Informacja o tym, że nowy film będzie ponownym uruchomieniem serii i nie zostanie powiązany z ostatnią trylogią, wywołała spore poruszenie wśród fanów przygód Cezara, w którego wcielał się Andy Serkis. Głos fanów dotarł między innymi do samego reżysera filmu, który nie chcąc zdradzać żadnych szczegółów na temat filmu, uspokoił miłośników poprzedniej serii i zapewnił, że jego film odniesie się do dziedzictwa Cezara.
Bez obaw, nie zepsuje tej niespodzianki, ale spokojnie mogę powiedzieć, że dziedzictwo Cezara będzie kontynuowane ...
Wygląda więc na to, że film nie będzie całkowitym restartem i w jakimś stopniu będzie kontynuował historię rozpoczętą przez poprzednie produkcje. Możliwe, że akcja zostanie osadzona w tym samym świecie, ale będzie rozgrywała się na wiele lat po wydarzeniach z ostatniej części pod tytułem „Wojna o planetę małp”, co będzie można uznać również za miękki restart franczyzy.

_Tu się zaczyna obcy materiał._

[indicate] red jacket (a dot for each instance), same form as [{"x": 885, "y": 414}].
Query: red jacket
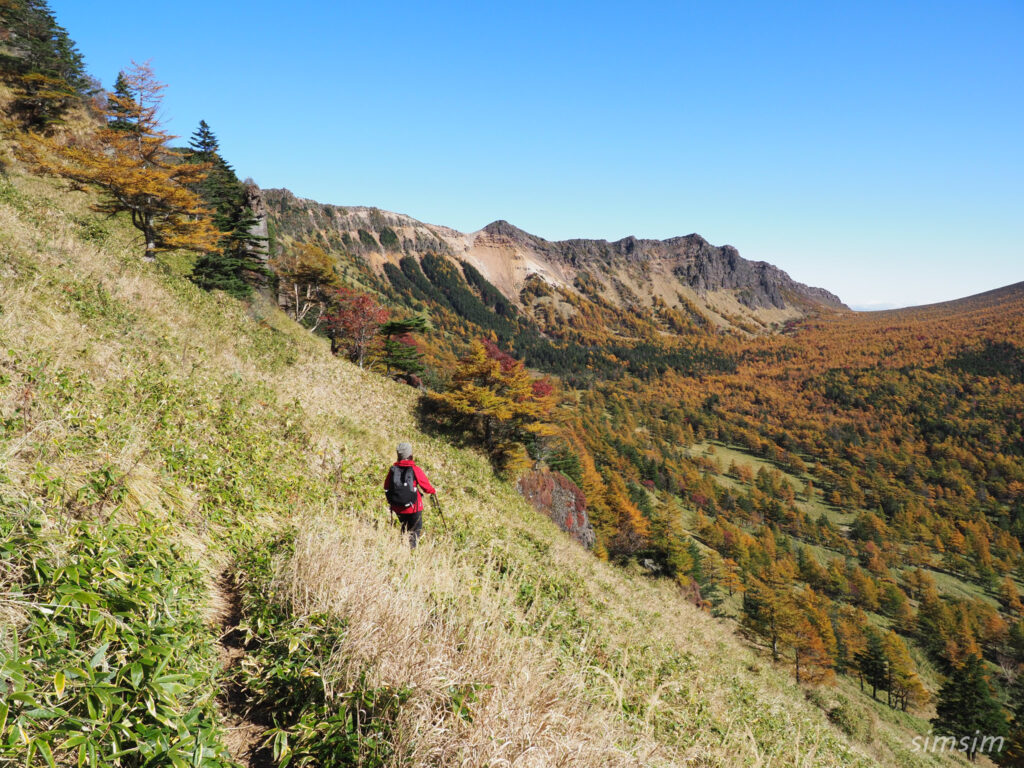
[{"x": 422, "y": 483}]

Prace na planie mają ruszyć jeszcze w tym roku, a premiery możemy spodziewać się na przełomie 2021 i 2022 roku. Do opracowania nowego filmu studio wybrało Wesa Balla, twórcę znanego głównie ze stworzenia filmowej serii „Więzień labiryntu”. Przy filmie jako scenograf będzie pracował stały współpracownik reżysera, Daniel Dorrance.